This information is for reference purposes only. It was current when produced and may now be outdated. Archive material is no longer maintained, and some links may not work. Persons with disabilities having difficulty accessing this information should contact us at: https://info.ahrq.gov. Let us know the nature of the problem, the Web address of what you want, and your contact information.
Please go to www.ahrq.gov for current information.
The combination of hospital downsizing and greater emergency department (ED) use by sicker patients has led to overcrowded EDs that often have to divert ambulances to other hospitals. Several policy issues must be addressed to alleviate hospital and ED crowding over the long term, according to Robert W. Schafermeyer, M.D., F.A.C.E.P., of Carolinas Medical Center, and Brent R. Asplin, M.D., M.P.H., of the University of Minnesota School of Medicine, in a recent commentary. Dr. Asplin's work was supported by the Agency for Healthcare Research and Quality (K08 HS13007).

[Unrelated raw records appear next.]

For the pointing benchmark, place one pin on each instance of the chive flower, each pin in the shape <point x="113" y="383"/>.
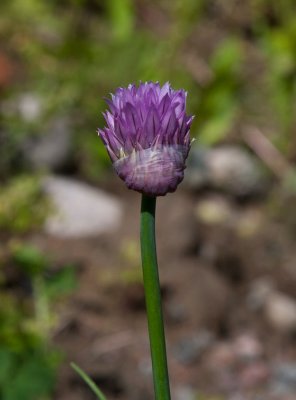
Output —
<point x="147" y="136"/>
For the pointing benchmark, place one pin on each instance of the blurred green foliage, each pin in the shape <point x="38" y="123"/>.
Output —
<point x="72" y="53"/>
<point x="26" y="320"/>
<point x="237" y="60"/>
<point x="23" y="206"/>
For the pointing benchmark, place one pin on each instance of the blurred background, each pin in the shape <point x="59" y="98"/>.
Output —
<point x="70" y="274"/>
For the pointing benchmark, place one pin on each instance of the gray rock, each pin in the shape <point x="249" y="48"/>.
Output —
<point x="80" y="210"/>
<point x="228" y="168"/>
<point x="284" y="379"/>
<point x="29" y="106"/>
<point x="52" y="149"/>
<point x="278" y="308"/>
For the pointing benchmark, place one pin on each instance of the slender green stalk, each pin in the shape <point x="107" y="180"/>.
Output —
<point x="153" y="300"/>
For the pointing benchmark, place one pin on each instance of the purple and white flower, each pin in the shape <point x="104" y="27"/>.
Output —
<point x="147" y="136"/>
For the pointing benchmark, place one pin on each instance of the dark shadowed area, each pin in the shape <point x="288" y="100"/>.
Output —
<point x="70" y="270"/>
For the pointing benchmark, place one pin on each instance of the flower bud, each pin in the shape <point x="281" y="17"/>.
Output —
<point x="147" y="137"/>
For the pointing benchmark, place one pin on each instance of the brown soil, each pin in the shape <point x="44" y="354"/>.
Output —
<point x="206" y="274"/>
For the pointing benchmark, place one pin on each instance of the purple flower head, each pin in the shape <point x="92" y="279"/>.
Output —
<point x="147" y="136"/>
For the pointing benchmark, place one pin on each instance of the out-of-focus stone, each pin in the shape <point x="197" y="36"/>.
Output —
<point x="278" y="308"/>
<point x="228" y="168"/>
<point x="80" y="210"/>
<point x="52" y="149"/>
<point x="247" y="347"/>
<point x="283" y="382"/>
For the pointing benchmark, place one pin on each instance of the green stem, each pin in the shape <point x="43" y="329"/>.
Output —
<point x="153" y="300"/>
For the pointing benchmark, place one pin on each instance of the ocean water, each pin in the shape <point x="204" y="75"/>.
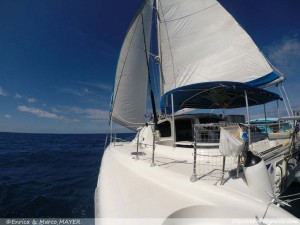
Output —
<point x="55" y="175"/>
<point x="49" y="175"/>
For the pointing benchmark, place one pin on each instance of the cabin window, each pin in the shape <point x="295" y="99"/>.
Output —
<point x="165" y="129"/>
<point x="184" y="130"/>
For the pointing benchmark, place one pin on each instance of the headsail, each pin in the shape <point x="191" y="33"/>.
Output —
<point x="130" y="90"/>
<point x="201" y="42"/>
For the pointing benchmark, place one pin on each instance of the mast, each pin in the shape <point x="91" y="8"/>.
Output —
<point x="159" y="49"/>
<point x="149" y="78"/>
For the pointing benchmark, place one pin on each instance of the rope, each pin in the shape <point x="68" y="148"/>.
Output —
<point x="284" y="101"/>
<point x="287" y="196"/>
<point x="287" y="99"/>
<point x="172" y="58"/>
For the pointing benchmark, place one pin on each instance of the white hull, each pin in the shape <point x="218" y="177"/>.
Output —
<point x="130" y="188"/>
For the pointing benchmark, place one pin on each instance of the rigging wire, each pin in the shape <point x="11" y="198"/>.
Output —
<point x="289" y="104"/>
<point x="284" y="101"/>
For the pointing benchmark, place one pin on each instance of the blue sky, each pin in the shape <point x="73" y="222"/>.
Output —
<point x="58" y="57"/>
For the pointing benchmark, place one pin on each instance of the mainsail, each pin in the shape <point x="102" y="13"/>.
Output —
<point x="201" y="42"/>
<point x="198" y="42"/>
<point x="130" y="90"/>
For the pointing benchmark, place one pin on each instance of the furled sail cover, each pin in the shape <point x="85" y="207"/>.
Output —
<point x="201" y="42"/>
<point x="130" y="90"/>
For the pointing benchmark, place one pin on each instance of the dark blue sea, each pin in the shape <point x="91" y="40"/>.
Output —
<point x="55" y="175"/>
<point x="49" y="175"/>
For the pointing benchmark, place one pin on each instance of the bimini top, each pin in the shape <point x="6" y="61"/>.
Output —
<point x="216" y="95"/>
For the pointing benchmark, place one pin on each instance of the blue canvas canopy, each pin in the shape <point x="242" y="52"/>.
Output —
<point x="216" y="95"/>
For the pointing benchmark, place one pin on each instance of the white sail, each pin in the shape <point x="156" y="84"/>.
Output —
<point x="201" y="42"/>
<point x="130" y="90"/>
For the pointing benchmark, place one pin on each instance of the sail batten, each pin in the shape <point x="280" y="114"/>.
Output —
<point x="131" y="82"/>
<point x="201" y="42"/>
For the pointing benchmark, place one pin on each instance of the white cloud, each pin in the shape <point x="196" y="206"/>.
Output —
<point x="18" y="96"/>
<point x="7" y="116"/>
<point x="89" y="113"/>
<point x="286" y="53"/>
<point x="3" y="92"/>
<point x="80" y="93"/>
<point x="102" y="86"/>
<point x="31" y="100"/>
<point x="40" y="113"/>
<point x="94" y="114"/>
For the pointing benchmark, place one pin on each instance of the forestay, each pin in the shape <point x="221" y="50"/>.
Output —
<point x="201" y="42"/>
<point x="130" y="90"/>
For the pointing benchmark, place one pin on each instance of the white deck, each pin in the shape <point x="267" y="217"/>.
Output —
<point x="130" y="188"/>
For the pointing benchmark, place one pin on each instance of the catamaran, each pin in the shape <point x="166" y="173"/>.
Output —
<point x="188" y="164"/>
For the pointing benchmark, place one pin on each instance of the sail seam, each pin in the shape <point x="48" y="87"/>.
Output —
<point x="167" y="21"/>
<point x="114" y="100"/>
<point x="170" y="48"/>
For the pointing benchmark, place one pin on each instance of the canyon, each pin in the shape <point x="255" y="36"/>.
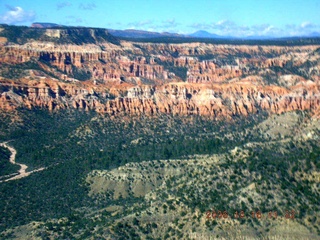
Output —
<point x="218" y="81"/>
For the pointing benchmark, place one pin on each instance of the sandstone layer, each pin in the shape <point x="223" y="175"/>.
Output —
<point x="148" y="78"/>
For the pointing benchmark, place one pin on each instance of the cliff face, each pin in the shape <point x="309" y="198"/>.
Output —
<point x="143" y="78"/>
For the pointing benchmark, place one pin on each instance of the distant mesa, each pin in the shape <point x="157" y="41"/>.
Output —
<point x="204" y="34"/>
<point x="45" y="25"/>
<point x="133" y="33"/>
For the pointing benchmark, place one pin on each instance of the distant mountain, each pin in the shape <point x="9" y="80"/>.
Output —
<point x="314" y="34"/>
<point x="132" y="33"/>
<point x="204" y="34"/>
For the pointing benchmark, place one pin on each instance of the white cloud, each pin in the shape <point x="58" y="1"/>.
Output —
<point x="230" y="28"/>
<point x="88" y="6"/>
<point x="63" y="5"/>
<point x="17" y="15"/>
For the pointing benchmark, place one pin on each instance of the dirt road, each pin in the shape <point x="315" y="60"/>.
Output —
<point x="22" y="172"/>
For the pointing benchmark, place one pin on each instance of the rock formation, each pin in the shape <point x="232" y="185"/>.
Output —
<point x="148" y="78"/>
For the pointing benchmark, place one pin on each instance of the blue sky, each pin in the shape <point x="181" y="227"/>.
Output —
<point x="223" y="17"/>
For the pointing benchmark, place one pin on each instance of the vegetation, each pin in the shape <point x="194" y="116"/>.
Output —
<point x="80" y="142"/>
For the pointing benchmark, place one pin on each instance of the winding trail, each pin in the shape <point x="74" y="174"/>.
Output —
<point x="22" y="172"/>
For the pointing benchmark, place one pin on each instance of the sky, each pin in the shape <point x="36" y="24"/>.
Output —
<point x="240" y="18"/>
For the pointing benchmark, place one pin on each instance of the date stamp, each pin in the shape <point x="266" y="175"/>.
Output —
<point x="223" y="214"/>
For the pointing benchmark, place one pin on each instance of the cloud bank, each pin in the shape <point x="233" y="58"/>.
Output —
<point x="16" y="15"/>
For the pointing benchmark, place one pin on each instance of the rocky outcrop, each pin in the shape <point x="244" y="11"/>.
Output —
<point x="144" y="78"/>
<point x="216" y="101"/>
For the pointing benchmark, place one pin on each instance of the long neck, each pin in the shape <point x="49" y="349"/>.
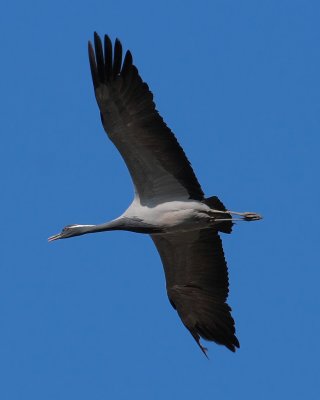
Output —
<point x="116" y="224"/>
<point x="121" y="223"/>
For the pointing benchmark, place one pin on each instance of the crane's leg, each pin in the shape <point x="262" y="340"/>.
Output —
<point x="244" y="216"/>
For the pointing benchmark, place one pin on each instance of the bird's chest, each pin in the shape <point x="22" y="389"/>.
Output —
<point x="174" y="217"/>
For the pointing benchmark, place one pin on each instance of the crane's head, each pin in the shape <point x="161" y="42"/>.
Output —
<point x="69" y="231"/>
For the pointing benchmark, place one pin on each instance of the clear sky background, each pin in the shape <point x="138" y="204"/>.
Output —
<point x="88" y="318"/>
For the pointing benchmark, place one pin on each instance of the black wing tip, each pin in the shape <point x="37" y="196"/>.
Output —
<point x="105" y="65"/>
<point x="231" y="343"/>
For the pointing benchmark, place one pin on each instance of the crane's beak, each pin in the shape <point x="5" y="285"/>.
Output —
<point x="54" y="237"/>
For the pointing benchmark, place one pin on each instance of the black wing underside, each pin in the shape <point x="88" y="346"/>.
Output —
<point x="197" y="284"/>
<point x="158" y="165"/>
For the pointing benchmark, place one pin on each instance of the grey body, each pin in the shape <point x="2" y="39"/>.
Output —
<point x="169" y="203"/>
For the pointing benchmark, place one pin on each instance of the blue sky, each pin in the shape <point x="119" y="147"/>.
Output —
<point x="88" y="318"/>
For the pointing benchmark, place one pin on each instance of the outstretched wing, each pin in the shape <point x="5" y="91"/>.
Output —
<point x="158" y="166"/>
<point x="197" y="284"/>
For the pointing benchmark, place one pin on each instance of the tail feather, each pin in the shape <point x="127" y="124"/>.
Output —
<point x="216" y="204"/>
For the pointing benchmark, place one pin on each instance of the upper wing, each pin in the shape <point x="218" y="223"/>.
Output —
<point x="158" y="166"/>
<point x="197" y="284"/>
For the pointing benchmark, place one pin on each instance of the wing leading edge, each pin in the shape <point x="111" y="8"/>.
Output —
<point x="158" y="165"/>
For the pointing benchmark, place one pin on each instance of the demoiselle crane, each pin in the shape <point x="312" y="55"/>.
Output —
<point x="169" y="203"/>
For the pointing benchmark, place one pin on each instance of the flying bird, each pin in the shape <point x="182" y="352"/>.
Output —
<point x="169" y="204"/>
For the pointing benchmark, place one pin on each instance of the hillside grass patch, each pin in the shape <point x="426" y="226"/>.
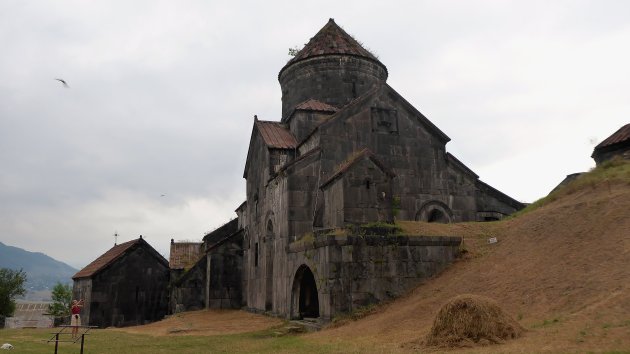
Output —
<point x="616" y="170"/>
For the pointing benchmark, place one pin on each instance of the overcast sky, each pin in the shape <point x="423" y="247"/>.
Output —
<point x="163" y="93"/>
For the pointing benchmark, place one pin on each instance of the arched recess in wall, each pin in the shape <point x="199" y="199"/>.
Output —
<point x="269" y="249"/>
<point x="434" y="211"/>
<point x="304" y="295"/>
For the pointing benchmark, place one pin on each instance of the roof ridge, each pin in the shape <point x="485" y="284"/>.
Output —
<point x="353" y="159"/>
<point x="105" y="259"/>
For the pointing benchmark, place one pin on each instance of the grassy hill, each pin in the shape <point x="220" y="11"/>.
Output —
<point x="561" y="268"/>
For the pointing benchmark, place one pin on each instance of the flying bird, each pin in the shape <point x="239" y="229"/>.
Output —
<point x="65" y="84"/>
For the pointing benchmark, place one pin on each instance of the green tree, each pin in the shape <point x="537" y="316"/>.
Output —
<point x="11" y="285"/>
<point x="61" y="296"/>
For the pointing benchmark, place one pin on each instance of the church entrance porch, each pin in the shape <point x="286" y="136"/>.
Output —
<point x="305" y="299"/>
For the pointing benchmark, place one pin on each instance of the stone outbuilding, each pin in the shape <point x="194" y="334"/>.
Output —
<point x="618" y="144"/>
<point x="125" y="286"/>
<point x="215" y="280"/>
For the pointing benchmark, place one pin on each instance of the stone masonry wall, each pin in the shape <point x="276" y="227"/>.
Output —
<point x="355" y="271"/>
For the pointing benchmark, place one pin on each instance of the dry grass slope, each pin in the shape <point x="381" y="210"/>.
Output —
<point x="561" y="269"/>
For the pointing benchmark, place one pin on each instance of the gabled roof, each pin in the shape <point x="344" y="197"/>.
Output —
<point x="221" y="232"/>
<point x="275" y="135"/>
<point x="184" y="254"/>
<point x="311" y="105"/>
<point x="111" y="256"/>
<point x="357" y="102"/>
<point x="356" y="157"/>
<point x="315" y="105"/>
<point x="331" y="40"/>
<point x="621" y="135"/>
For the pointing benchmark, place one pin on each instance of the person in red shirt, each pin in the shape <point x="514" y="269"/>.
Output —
<point x="75" y="320"/>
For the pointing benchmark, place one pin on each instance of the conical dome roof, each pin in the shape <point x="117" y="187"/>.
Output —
<point x="331" y="40"/>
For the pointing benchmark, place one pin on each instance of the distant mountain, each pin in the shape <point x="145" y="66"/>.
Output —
<point x="42" y="271"/>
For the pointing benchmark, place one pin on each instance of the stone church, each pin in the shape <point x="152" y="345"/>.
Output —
<point x="348" y="157"/>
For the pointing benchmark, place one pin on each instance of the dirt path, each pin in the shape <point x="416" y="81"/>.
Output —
<point x="206" y="323"/>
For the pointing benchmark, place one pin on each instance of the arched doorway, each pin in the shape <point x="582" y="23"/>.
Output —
<point x="434" y="211"/>
<point x="305" y="299"/>
<point x="269" y="267"/>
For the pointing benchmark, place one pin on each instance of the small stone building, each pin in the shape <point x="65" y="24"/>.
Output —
<point x="125" y="286"/>
<point x="617" y="144"/>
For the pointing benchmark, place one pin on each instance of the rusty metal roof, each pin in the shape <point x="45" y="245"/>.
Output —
<point x="184" y="254"/>
<point x="315" y="105"/>
<point x="275" y="135"/>
<point x="106" y="259"/>
<point x="331" y="39"/>
<point x="621" y="135"/>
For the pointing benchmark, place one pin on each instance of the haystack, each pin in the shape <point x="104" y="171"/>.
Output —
<point x="468" y="320"/>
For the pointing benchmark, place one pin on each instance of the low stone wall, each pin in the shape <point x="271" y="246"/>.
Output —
<point x="353" y="271"/>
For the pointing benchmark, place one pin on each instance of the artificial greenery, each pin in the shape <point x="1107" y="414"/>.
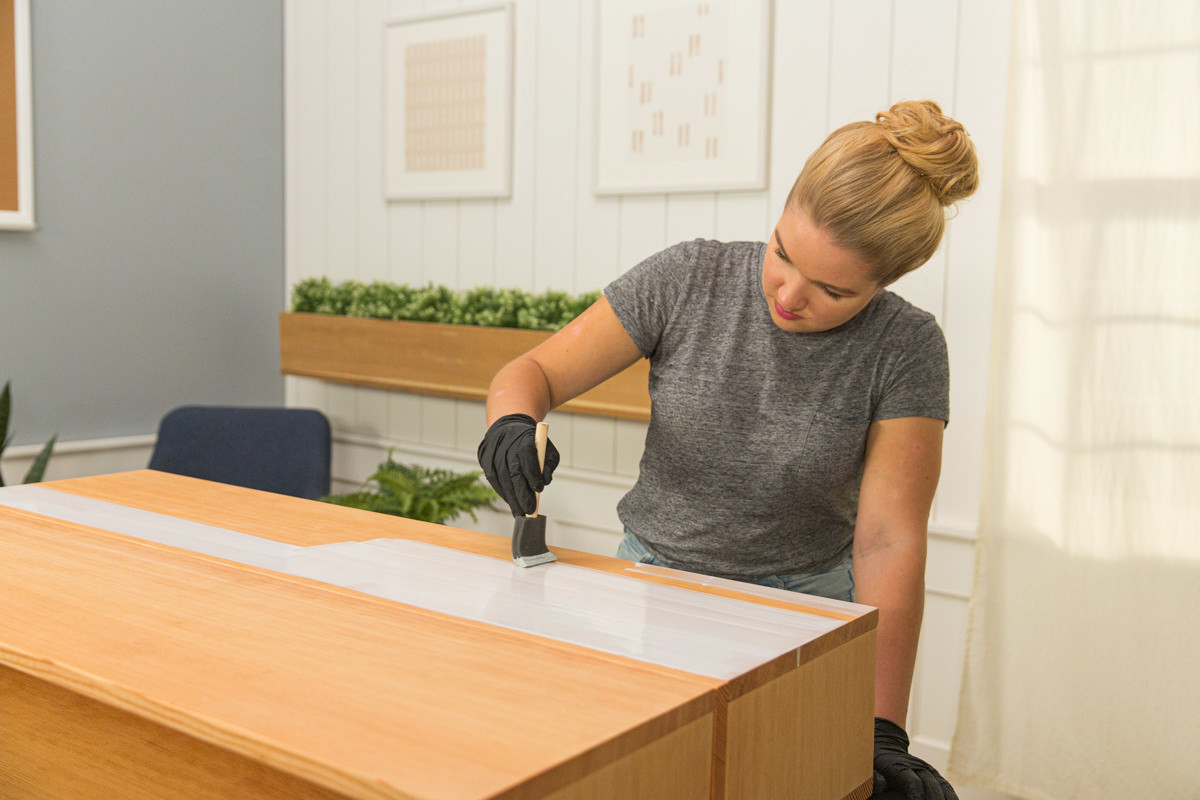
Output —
<point x="419" y="493"/>
<point x="37" y="469"/>
<point x="484" y="306"/>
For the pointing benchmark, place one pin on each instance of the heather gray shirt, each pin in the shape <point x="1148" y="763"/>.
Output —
<point x="754" y="453"/>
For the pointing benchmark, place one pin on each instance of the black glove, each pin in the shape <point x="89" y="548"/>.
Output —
<point x="901" y="775"/>
<point x="509" y="458"/>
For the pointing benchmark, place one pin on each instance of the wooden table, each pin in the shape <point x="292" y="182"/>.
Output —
<point x="137" y="669"/>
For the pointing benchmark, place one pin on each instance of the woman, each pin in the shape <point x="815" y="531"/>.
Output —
<point x="798" y="405"/>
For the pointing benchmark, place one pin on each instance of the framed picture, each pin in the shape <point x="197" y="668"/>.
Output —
<point x="682" y="96"/>
<point x="448" y="106"/>
<point x="16" y="118"/>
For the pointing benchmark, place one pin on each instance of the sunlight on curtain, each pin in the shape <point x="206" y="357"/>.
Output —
<point x="1083" y="660"/>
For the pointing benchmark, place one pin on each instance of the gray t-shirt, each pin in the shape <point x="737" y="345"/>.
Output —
<point x="754" y="453"/>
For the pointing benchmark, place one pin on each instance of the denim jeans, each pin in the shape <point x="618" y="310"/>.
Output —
<point x="837" y="583"/>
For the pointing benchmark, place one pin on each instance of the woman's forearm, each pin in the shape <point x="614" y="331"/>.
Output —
<point x="894" y="583"/>
<point x="519" y="388"/>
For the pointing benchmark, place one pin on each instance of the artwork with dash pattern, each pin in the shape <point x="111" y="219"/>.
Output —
<point x="16" y="118"/>
<point x="448" y="106"/>
<point x="682" y="96"/>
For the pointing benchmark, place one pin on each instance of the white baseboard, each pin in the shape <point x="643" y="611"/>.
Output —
<point x="82" y="457"/>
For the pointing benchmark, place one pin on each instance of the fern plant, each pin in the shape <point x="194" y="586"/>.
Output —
<point x="37" y="469"/>
<point x="419" y="493"/>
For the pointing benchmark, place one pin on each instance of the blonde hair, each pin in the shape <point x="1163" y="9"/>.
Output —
<point x="882" y="188"/>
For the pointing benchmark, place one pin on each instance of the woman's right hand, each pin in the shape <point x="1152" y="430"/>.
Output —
<point x="509" y="458"/>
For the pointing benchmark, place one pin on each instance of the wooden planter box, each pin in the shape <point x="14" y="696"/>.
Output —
<point x="433" y="359"/>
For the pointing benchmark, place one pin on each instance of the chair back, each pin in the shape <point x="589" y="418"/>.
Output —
<point x="282" y="450"/>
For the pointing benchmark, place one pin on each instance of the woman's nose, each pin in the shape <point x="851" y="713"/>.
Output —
<point x="793" y="294"/>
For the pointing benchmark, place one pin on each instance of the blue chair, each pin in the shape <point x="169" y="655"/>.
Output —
<point x="282" y="450"/>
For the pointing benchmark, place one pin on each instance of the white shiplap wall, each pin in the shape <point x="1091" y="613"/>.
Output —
<point x="833" y="61"/>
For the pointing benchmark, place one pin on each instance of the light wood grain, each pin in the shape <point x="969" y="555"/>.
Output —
<point x="59" y="744"/>
<point x="364" y="697"/>
<point x="807" y="735"/>
<point x="432" y="359"/>
<point x="755" y="723"/>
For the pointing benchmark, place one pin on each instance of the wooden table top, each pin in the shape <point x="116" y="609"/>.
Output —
<point x="357" y="693"/>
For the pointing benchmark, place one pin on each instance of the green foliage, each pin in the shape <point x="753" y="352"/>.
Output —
<point x="37" y="469"/>
<point x="484" y="306"/>
<point x="419" y="493"/>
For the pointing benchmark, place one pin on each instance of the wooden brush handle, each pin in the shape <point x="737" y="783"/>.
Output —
<point x="539" y="440"/>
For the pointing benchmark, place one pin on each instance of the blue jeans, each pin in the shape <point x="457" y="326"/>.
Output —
<point x="837" y="583"/>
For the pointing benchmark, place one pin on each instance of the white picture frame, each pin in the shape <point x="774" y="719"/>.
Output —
<point x="682" y="96"/>
<point x="16" y="121"/>
<point x="448" y="104"/>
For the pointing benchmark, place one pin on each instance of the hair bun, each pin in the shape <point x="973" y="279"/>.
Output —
<point x="935" y="145"/>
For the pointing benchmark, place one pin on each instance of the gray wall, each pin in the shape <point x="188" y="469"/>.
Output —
<point x="156" y="270"/>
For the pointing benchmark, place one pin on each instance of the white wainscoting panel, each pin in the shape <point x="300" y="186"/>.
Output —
<point x="833" y="62"/>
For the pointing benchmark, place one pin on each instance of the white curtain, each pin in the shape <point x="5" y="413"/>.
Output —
<point x="1083" y="673"/>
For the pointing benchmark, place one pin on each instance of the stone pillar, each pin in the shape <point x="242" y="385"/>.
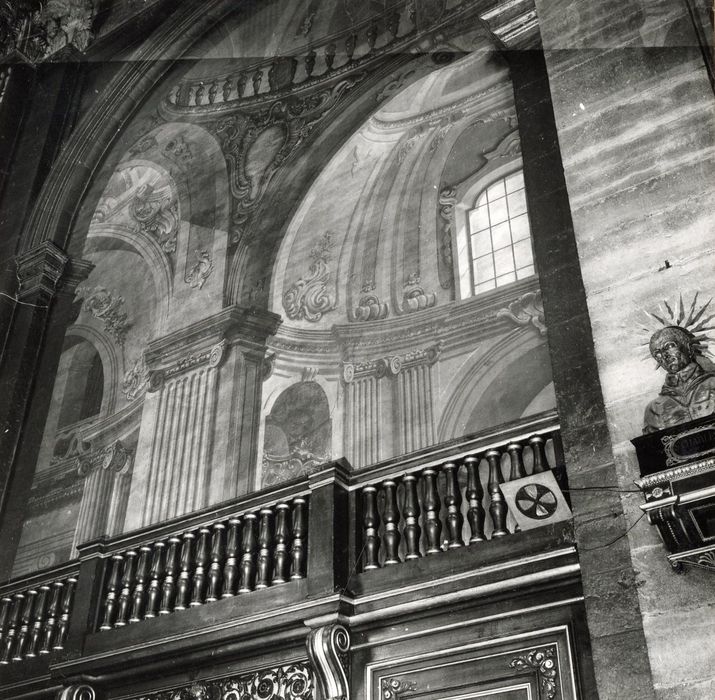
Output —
<point x="197" y="440"/>
<point x="43" y="310"/>
<point x="620" y="658"/>
<point x="633" y="106"/>
<point x="100" y="470"/>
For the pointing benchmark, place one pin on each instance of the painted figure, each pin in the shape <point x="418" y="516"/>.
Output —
<point x="689" y="390"/>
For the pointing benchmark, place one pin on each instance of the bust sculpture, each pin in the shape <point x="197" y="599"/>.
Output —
<point x="689" y="389"/>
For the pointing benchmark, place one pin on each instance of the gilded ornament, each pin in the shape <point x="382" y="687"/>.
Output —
<point x="309" y="299"/>
<point x="678" y="346"/>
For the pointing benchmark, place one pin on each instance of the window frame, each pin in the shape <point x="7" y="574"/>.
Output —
<point x="466" y="197"/>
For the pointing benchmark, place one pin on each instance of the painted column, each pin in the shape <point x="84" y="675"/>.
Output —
<point x="99" y="470"/>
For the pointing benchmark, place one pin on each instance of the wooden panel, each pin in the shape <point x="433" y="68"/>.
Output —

In response to reduced reimbursement from Medicare and Medicaid and other cost pressures, hospitals scrambled to reduce any excess supply of inpatient beds, and the number of hospitals with EDs shrunk from 6,000 to less than 4,000 over the period 1992 to 2000. Hospitals also struggled with the shortage of registered nurses (RNs), while the annual number of ED visits climbed from 90 to 108 million.
Although coastal areas have been more seriously affected than other areas, almost every State has reported problems with finding beds for patients admitted to the hospital from the ED. When an inpatient bed isn't available, or when the bed is available but there is no nurse to staff it, patients wait in the ED. This period of "boarding" in the ED can last from hours to days, and it is a major source of ED crowding.
An April 2002 American Hospital Association survey confirmed all of these trends. Overall, 62 percent of hospitals, 75 percent of urban hospitals, and 90 percent of Level I trauma centers believed they were at or over capacity. Also, one-third of hospitals had some period of time when they had to divert ambulances to other hospitals, primarily due to lack of available staffed critical care beds.
Reduced government and managed care payments, more uninsured patients, and the increased cost of malpractice insurance are all affecting access to emergency care. The authors suggest operational changes, for example, improved admission and discharge processes, and policy changes related to reimbursement and tort reform to alleviate capacity bottlenecks, reduce boarding in the ED, and eliminate ambulance diversion.
See "Hospital and emergency department crowding in the United States," by Drs. Schafermeyer and Asplin, in Emergency Medicine 15, pp. 22-27, 2003.